Wimbledon Fourth Round: Andy Murray Rallies To Beat Richard Gasquet

Should Centre Court ever need another new roof, they can dispense with hiring contractors to lift the old one off, and just hope that Andy Murray plays a match of the calibre he did last night against the Frenchman Richard Gasquet: the crowd will soon have the roof raised.

Finally, after three matches at Wimbledon, Andy Murray had Centre Court enraptured. He came from two sets down to beat Gasquet, the 8th seed, and set up a quarter-final match with the number two seed, Rafael Nadal.

In a reasonable first set Murray fought hard, but could not break Gasquet’s serve. At 6-5 Murray faced break and set points. Gasquet attempted a drop-shot, and Murray seemed to stand still before realising where he was and what the score was, and raced over to scoop it up and save the point, drawing the kind of gasps from the crowd that had previously been reserved for Henman. He could not keep it up, however, and Gasquet took the first set 7-5.

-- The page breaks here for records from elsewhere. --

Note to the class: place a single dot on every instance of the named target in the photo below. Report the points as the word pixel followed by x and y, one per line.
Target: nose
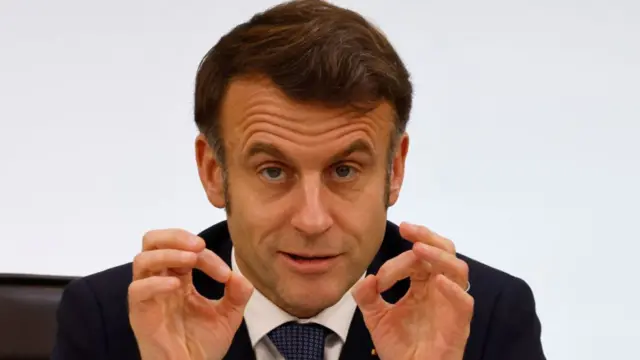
pixel 312 217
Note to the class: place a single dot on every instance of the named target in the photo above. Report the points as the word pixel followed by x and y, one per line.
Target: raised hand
pixel 432 321
pixel 170 319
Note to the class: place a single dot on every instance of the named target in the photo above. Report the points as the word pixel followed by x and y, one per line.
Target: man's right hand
pixel 170 319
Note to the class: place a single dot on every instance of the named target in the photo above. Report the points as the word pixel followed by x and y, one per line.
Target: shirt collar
pixel 262 316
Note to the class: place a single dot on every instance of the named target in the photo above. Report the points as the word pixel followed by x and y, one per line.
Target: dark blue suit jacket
pixel 93 322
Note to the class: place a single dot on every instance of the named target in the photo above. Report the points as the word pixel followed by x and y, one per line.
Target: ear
pixel 210 172
pixel 397 169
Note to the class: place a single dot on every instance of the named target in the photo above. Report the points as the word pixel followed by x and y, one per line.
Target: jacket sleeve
pixel 515 329
pixel 80 333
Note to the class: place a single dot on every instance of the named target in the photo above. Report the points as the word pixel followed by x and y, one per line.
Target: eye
pixel 273 173
pixel 344 172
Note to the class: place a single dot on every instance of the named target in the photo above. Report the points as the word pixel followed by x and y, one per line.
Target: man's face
pixel 307 205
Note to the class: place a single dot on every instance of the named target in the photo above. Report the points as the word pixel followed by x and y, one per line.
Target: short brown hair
pixel 313 52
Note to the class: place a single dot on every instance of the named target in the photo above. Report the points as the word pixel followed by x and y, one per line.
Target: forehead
pixel 254 106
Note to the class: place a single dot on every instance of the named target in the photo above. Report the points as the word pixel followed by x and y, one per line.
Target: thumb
pixel 366 295
pixel 237 292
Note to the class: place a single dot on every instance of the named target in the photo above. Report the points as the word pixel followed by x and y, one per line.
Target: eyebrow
pixel 358 146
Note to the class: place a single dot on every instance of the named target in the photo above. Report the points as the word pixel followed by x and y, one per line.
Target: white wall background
pixel 524 146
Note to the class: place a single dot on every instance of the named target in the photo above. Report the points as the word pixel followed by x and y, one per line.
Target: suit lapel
pixel 359 344
pixel 218 241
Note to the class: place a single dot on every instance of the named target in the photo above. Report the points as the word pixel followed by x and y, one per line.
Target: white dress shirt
pixel 262 316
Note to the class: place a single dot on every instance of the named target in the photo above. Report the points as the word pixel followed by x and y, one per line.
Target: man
pixel 302 114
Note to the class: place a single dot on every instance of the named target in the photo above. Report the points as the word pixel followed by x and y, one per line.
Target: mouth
pixel 309 257
pixel 309 263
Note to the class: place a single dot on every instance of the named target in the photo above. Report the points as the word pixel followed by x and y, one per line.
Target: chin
pixel 307 300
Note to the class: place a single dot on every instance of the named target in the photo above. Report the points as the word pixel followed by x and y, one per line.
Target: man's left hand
pixel 432 321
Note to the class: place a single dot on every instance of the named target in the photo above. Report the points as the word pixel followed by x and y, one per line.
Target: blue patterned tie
pixel 299 341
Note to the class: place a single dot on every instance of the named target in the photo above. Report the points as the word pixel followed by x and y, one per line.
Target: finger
pixel 398 268
pixel 148 288
pixel 368 298
pixel 418 233
pixel 237 293
pixel 172 239
pixel 155 261
pixel 213 266
pixel 458 298
pixel 443 262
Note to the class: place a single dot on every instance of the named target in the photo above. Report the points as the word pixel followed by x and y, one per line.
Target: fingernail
pixel 422 247
pixel 194 241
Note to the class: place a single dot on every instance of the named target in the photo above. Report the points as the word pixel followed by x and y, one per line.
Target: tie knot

After that, and a lacklustre second set during which McEnroe’s frustration with the Murray drop-shot on big points became evident to everyone, Murray looked down and out, losing the second set 6-3. He looked tired, even startled that he was going to be dispatched in such an untimely and undignified manner.

He had no answer to Gasquet’s tactics, and the Frenchman simply did not allow him to play his best tennis. He was broken in the third set, and Gasquet continued his emphatic lead - until he came to serve for the match at 5-4. He became nervous, and Murray found himself with three break points. Five all.

Murray held, but so did Gasquet. Tiebreak time. Murray quickly won the first point, and soon took it 7-3 with a spectacular passing shot that he hit from away beyond the tramlines at such an angle that mathematicians will have to rewrite Pythagoras.

In fact, he was so far out wide that he almost ended up celebrating from within the now jubilant crowd, and celebrate they did. Well done to the BBC cameraman who got that fantastic shot of Murray roaring his delight against a backdrop of standing bodies, raised arms, and ecstatic, disbelieving faces with mouths open almost as wide as Murray’s; who, at that point, looked like a python about to devour an elephant.

From here on in, Murray dictated the match, running away with the fourth set 6-2. Suddenly Gasquet was the one who looked tired; taken aback by Murray’s newfound energy, and overwhelmed by both his tennis and the rejuvenated crowd. Even the Aussie fans, distinctive in their yellow t-shirts, who had been decidedly under whelmed by Hewitt’s straight sets defeat to Federer earlier that day, stayed put to support Murray, and he gave them something to cheer about.